For this question, the prevalence of nutrition-related chronic health conditions are outcomes consistent with nutrition-related chronic health conditions being examined as part of the systematic review approach. These will be described using nationally representative data descriptive of the U.S. population.
The following categories of nutrition-related chronic health conditions will be considered:
- Growth, Size and Body Composition Outcomes
- Food Allergy Disease Outcomes
- Cardiovascular Intermediate and Endpoint Outcomes
- Cancer Outcomes
- Type 2 Diabetes
- Metabolic Syndrome
- Chronic Liver Disease
- Gestational Diabetes
- Pregnancy-related Hypertensive Disorders
Draft Conclusion Statement
The draft conclusion statements listed below describe the state of the science related to the specific question examined. Draft conclusions are not considered final until they have been deliberated with and decided upon by the full Committee and published in the Committee’s final advisory report. Individual conclusion statements should not be interpreted as dietary guidance or the Committee’s overarching advice to the Departments.

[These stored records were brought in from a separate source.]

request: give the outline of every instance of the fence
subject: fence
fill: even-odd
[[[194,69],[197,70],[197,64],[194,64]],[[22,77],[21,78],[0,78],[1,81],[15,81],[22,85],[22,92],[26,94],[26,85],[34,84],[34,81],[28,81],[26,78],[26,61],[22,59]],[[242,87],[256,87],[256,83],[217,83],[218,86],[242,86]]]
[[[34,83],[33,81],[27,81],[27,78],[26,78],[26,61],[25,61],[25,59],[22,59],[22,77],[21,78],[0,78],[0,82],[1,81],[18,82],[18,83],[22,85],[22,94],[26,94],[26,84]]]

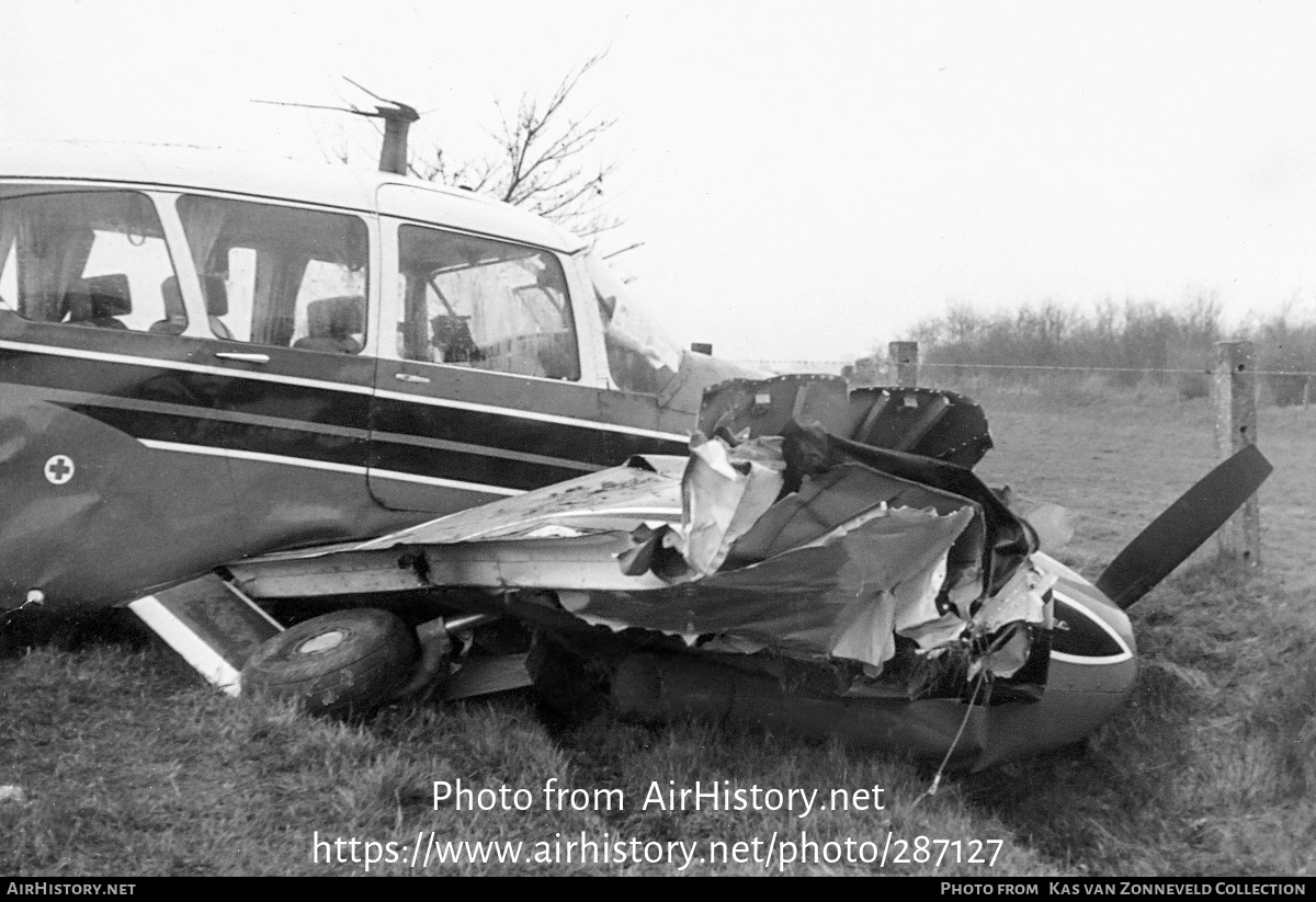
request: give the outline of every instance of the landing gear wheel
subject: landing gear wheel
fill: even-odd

Nutrition-related chronic health conditions are common across every life stage of the U.S. population; those related to unhealthy diet, overweight, and obesity remain highly prevalent among all age groups. There are disparities in the severity of the prevalence, incidence, or mortality rate of chronic health conditions between groups classified by sex, age, race-ethnicity, income level, and weight status. In general, chronic health conditions have become more prevalent over time and are highest among older populations, racial and ethnic minority groups, and those with lower income levels.